With major league rosters expanding in September, there is an outside chance that Kepler is added as a left-handed bat with outfield and first base capabilities.

“I think hitting-wise, he’s there,” Allen assessed regarding Kepler’s current ability to handle major league pitching. “I think the biggest thing that Max is gonna have to learn like everybody learns when they get to the big leagues is that they gotta mentally stay strong when you go up there because the biggest thing that a young player is gonna have to deal with is learning to deal with failure in the big leagues. And if you can't deal with failure in the big leagues, you probably not going to be there very long.”

Radcliff is more conservative when it comes to Kepler’s timeline. Despite the outstanding stat line, he believes there are elements of his game that need some refinement.

“He’s not ready to be an average major league player tomorrow. He’s along that path. He’s doing good things, he’s produced. He’s hitting .340 but he still doesn’t take at-bats and swing at strikes and handle breaking balls like he is going to have to do to be an average hitter in the major leagues,” said Radcliff. “So there’s way more things that the eyeball picks up along with all the numbers that he is producing that is part of the evaluation process and part of the process for him to make that next to the 25-man roster.”

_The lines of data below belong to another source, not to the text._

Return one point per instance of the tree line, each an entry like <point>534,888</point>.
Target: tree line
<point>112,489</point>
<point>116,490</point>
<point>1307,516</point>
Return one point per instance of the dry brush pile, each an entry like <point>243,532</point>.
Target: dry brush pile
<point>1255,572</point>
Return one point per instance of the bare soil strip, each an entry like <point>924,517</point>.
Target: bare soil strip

Radcliff noted that he did not want to sound disparaging when he offered up the things Kepler still needed to work on. After all every minor league prospect has things they need to work on before they stick in the major leagues for good. He mentioned Byron Buxton, a mega-prospect, who still needs to improve at the plate. But from his evaluation stance, after years of simply catching up to the rest of the field, Kepler has positioned himself on the fast track headed for Minnesota.


“You watched him back in the GCL and Cedar Rapids, he didn’t know what he was doing,” said Radcliff. “He had a great body and a great swing and he had tools. He had no idea. Now, well now, he is starting to understand what he is doing everyday, and every swing and every at bat.”